Non è stata una mia scelta, sono stata obbligata. La mia tana non l’ho scelta io. È stata la pandemia, probabilmente anche il fatto che mi piaccia dormire, la camera da letto è quindi il luogo ideale.
Questa stanza mi piace, parla di me. I dipinti sui muri parlano di me, e lo fanno anche la mia scrivania costantemente disordinata, il mio letto perennemente sfatto e il divanetto ricoperto di vestiti appena stirati. La mia tana rispecchia la mia mente.
Quando la pandemia ha avuto inizio, ho dovuto rinchiudere me stessa in casa, come il resto della popolazione mondiale. Sono rimasta chiusa nella mia stanza per lunghi, infiniti mesi, mi sentivo soffocata e obbligata a dover fare i conti con la solitudine. Allo stesso modo la mia mente è diventata la mia tana, scappavo dal mondo per inseguire i miei pensieri, cercando di afferrarli e godermeli, ma loro scappavano, fuggivano, e io li rincorrevo per ore e ore. Molte ore. Troppe ore. La mia tana stava diventando la mia prigione, la mia condanna. Senza accorgermene venivo risucchiata dalla malinconia, la monotonia. Un buco nero. La mia mente mi aveva fatto conoscere molte emozioni, maggiormente tristi, come la depressione.

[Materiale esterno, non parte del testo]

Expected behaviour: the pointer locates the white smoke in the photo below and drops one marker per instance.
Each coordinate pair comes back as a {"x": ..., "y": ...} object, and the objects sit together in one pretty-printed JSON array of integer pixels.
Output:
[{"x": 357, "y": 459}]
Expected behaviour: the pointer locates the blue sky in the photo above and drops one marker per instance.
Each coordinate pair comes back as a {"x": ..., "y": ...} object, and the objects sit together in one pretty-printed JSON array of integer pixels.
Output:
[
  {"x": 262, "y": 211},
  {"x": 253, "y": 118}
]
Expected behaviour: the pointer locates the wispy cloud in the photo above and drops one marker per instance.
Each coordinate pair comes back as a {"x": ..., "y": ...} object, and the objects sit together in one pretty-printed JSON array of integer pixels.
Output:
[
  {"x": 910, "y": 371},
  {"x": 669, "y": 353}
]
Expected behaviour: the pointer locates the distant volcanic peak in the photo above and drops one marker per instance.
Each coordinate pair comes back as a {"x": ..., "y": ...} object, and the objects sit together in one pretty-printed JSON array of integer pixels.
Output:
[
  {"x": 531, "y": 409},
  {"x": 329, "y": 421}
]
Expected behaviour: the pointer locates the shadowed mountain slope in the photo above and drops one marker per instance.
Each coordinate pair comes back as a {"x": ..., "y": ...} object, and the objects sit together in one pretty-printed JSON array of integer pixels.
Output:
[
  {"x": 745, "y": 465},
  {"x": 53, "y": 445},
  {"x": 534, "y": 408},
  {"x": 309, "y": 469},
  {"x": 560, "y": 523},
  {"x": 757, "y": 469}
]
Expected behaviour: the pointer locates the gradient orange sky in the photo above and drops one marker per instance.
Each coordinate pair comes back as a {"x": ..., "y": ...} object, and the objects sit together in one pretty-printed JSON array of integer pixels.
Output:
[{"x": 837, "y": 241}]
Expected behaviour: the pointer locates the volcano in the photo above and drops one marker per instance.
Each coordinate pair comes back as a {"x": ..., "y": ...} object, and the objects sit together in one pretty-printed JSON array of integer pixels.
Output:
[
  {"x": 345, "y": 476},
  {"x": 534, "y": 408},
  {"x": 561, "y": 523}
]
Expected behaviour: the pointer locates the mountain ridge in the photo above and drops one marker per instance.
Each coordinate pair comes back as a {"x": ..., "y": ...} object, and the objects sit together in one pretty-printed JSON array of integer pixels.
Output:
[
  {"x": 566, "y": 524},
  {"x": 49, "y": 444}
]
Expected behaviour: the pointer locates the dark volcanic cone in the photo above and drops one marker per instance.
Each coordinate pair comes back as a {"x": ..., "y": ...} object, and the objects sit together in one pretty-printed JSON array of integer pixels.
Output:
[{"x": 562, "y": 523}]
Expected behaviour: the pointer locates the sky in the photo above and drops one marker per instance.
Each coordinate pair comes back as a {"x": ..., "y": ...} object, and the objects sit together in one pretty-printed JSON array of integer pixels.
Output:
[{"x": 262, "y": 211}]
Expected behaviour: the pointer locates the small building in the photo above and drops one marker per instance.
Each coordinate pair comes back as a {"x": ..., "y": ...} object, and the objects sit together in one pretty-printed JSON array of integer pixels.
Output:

Odiavo la mia tana, volevo uscirne.
Passavano i mesi, che diventavano anni, ma io ero ancora chiusa nella mia tana e nella mia mente, non volevo saperne niente del mondo fuori dalla mia camera. Non trovavo il senso di farlo, l’esterno era un posto orribile, preferivo rifugiarmi nella mia fantasia.
Ma grazie all’aiuto di una persona speciale sono riuscita a uscire dalla mia mente, non sono più in trappola. Da quel giorno ho passato mesi e mesi immersa nella natura. Ma la mia tana è sempre stata con me, alla fine della giornata tornavo da lei. Ed era piacevole. La mia tana è diventata un luogo piacevole e che racconta la mia storia.